Saat ini, draft RUU Tipikor masih berada di DepkumHAM dan belum disampaikan ke DPR RI, sedangkan RUU Peradilan Tipikor sudah berada di Komisi III DPR RI dengan batas waktu pembahasan hingga 31 Desember 2009.

Menurut wakil dekan di FH Unair Surabaya itu, upaya menghambat KPK dengan batasan kiprah hanya sampai pada tahap penyidikan dalam menangani perkara korupsi itu akan berbenturan dengan UU KPK yang hingga kini masih berlaku atau belum dicabut.

"Kalau hambatan adanya hakim adhoc di daerah-daerah dalam RUU Peradilan Tipikor, karena DPR akan dirugikan bila ada hakim adhoc Tipikor di daerah-daerah. Kalau sampai hakim adhoc ada di daerah-daerah, maka akan banyak anggota DPR/DPRD yang masuk penjara," katanya.
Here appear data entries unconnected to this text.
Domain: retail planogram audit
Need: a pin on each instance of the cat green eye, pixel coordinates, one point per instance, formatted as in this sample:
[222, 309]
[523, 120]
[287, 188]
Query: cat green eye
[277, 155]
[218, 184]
Namun, katanya, tarik ulur pembahasan RUU Peradilan Tipikor dan RUU Tipikor itu cukup alot, karena kedua RUU itu memang menyangkut kepentingan politik dari elite politik di DPR/DPRD, akibat banyaknya anggota DPR/DPRD yang terjerat kasus korupsi.

"Karena itu, pembahasan RUU Peradilan Tipikor sengaja dibuat lambat. Saya kira hal yang sama juga akan dilakukan DPR untuk RUU Tipikor bila RUU yang sampai saat ini masih ada di Depkumham sudah sampai ke tangan DPR. Jadi, DPR sebenarnya menghambat penegakan hukum juga," katanya.

Dalam seminar yang dipandu direktur LBH Surabaya, M. Syaiful Aris S.H., itu juga menampilkan Arsil dari Lembaga Advokasi dan Kajian untuk Indepedensi Peradilan (LeIP), Sony dari Kejati Jatim, dan Lutfi dari Indonesia Corruption Watch (ICW), selaku pembicara lain.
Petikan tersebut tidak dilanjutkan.